Las paredes me oprimen, su peso recae sobre mis momentos felices para asfixiarlos con su angustia. El miedo, el temor de estar en un error, perdiendo tiempo, perdiendo vida, perdiéndome en un sacrificio inútil porque nunca llegaré a la meta.
Sonrisas extrañas, charlas y buen ánimo en esos otros que entrañan su vida con la mía, ¿sentirán ellos esta misma represión en su interior?, habrá algún peso en sus hombros también, uno existencial y perenne como el mío?, ¿o sólo seré yo el estúpido que se hace éstas preguntas, el idiota que no se resigna con los años, el que siempre tiene la esperanza de que ésta locura de vida se detenga?

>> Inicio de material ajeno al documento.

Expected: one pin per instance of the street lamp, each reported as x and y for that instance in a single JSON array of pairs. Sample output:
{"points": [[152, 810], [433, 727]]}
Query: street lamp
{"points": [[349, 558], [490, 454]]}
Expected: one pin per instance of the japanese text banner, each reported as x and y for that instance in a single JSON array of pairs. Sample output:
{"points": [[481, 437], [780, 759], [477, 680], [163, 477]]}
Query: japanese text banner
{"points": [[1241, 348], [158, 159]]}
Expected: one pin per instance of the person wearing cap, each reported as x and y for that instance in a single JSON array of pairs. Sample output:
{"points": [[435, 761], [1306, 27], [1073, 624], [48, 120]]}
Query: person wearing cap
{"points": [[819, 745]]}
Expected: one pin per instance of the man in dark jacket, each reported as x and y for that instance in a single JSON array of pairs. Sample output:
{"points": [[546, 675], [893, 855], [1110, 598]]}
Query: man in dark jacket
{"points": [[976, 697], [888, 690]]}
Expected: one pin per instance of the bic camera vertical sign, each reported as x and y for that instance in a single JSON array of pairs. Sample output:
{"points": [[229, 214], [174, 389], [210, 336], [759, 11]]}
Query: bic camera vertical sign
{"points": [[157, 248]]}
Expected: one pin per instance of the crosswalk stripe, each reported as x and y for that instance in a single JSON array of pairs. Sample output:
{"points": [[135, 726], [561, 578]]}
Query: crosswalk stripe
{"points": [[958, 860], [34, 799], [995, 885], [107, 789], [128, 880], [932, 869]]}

Me arrastro como un moribundo por las horas como un moribundo en busca de ayuda, sediento en un desierto batallando para llegar al próximo oasis, deseando que todo se detenga al llegar y poder vivir mi vida contemplando el reflejo del sol sobre el agua.
Las energías se me agotan y ya no sé si debería seguir intentándolo, las energías quedan en los minutos que paso atrapado en éstas paredes y cada vez puedo menos. Les entrego mis sonrisas, les entrego mis fuerzas en cada gesto, en cada amabilidad y ya nada queda de mí para mí, para hacer lo que amor porque las fuerzas las he dejado en ellos. Les entrego todo de mí y aun así me dicen que no es suficiente.